Williams co-founded Pandemonium Puppet Companyin Storrs, Connecticut. He was hired by Warner Communications creating and performing characters for the children's television program Pinwheel. He was the main actor of the television program Hocus Focus and also appears on the show credits as a graphic artist. He has also been described as a master calligrapher and logo designer, having created the logo for the 1989 Puppeteers of America Festival. He toured extensively with live puppet shows – often with his personal hand and rod puppet Zabar, an extraterrestrial found wandering the streets of the Upper West Side.

== Death ==
Williams was involved in an automobile accident on October 17, 1993, in Grand Rapids, Michigan.
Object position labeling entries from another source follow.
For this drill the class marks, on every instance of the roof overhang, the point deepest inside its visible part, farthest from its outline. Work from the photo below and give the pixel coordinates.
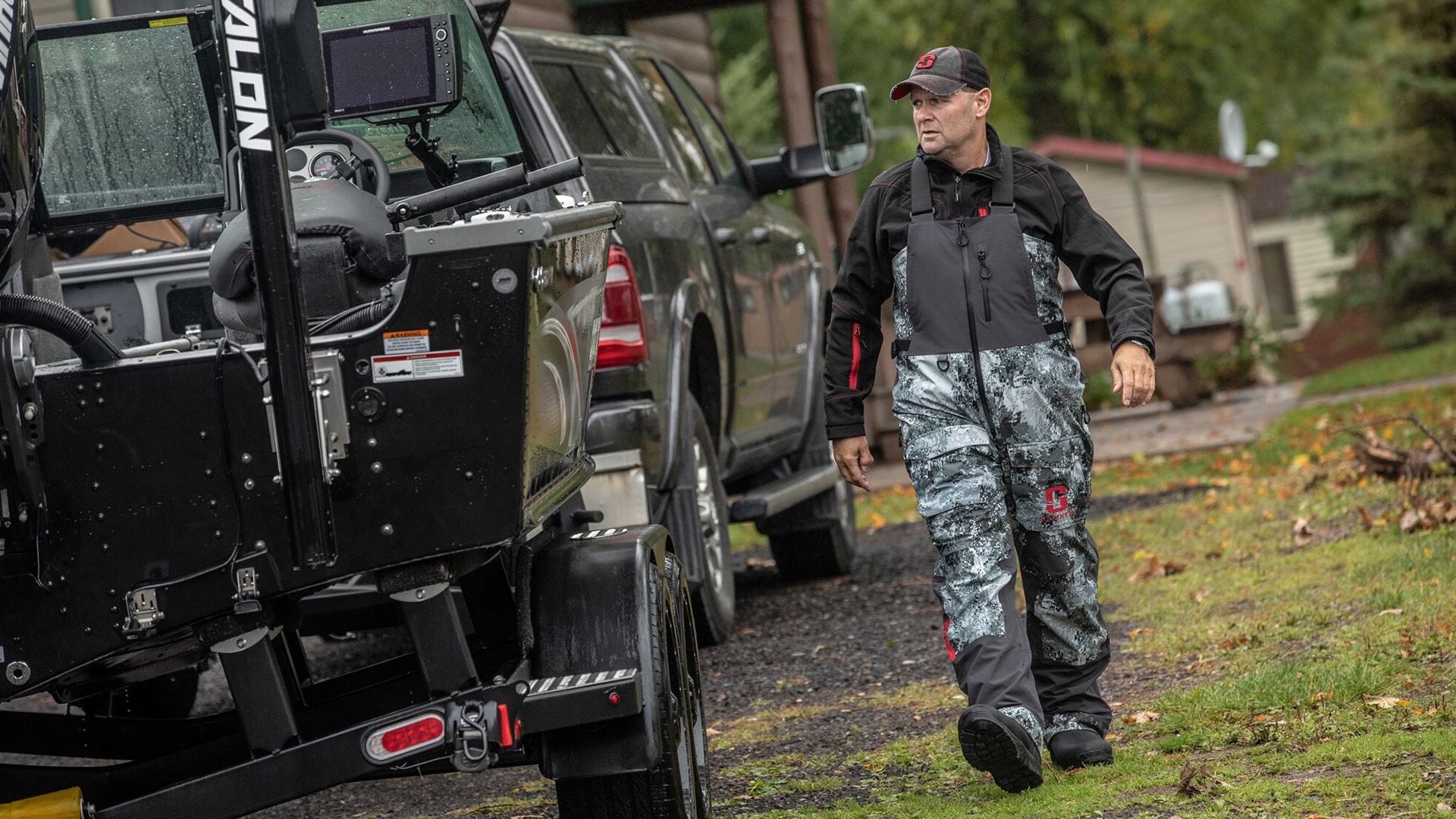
(1150, 159)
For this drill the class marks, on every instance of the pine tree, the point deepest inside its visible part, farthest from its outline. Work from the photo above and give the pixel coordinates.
(1392, 186)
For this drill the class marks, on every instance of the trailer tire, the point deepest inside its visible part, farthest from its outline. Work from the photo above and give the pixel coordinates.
(677, 786)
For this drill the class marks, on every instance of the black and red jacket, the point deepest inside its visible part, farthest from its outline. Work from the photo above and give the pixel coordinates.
(1050, 206)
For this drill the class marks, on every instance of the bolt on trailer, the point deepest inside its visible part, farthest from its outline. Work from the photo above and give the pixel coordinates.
(410, 328)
He was rushed to Butterworth Hospital, where he later died due to complications from his injuries, aged 42. He is survived by his mother, his sister Lorma Williams Freestone, his brother-in-law Kenneth Dale Freestone, and his nieces and nephews Aubrey Freestone Garcia and her husband, Manny Garcia; Cody Scott Freestone and his wife, Amber Emery, and Robert Schrader and Wayne Schrader. Williams' father died at his home on July 11, 2011 at the age of 89.

== Exhibitions ==
His work was featured in a 1996 exhibition called Puppetronics at Stamford Museum and Nature Centre, with puppets displayed including his Rex and Rita Readasaurus characters, which were created for Barbara Bush's American literacy program. Williams' contribution to the field of puppetry was also recognized in a 1997 exhibition at the University of Connecticut's Ballard Institute and Museum of Puppetry.

== Teaching and volunteer work ==
Williams' obituary in The New York Times noted his teaching and volunteer work, which included artist in residence roles at Ithaca College and the National Technical Institute for the Deaf. He received a certificate of appreciation from the City of New York for his work in the pediatrics ward at Memorial Sloan-Kettering Cancer Center.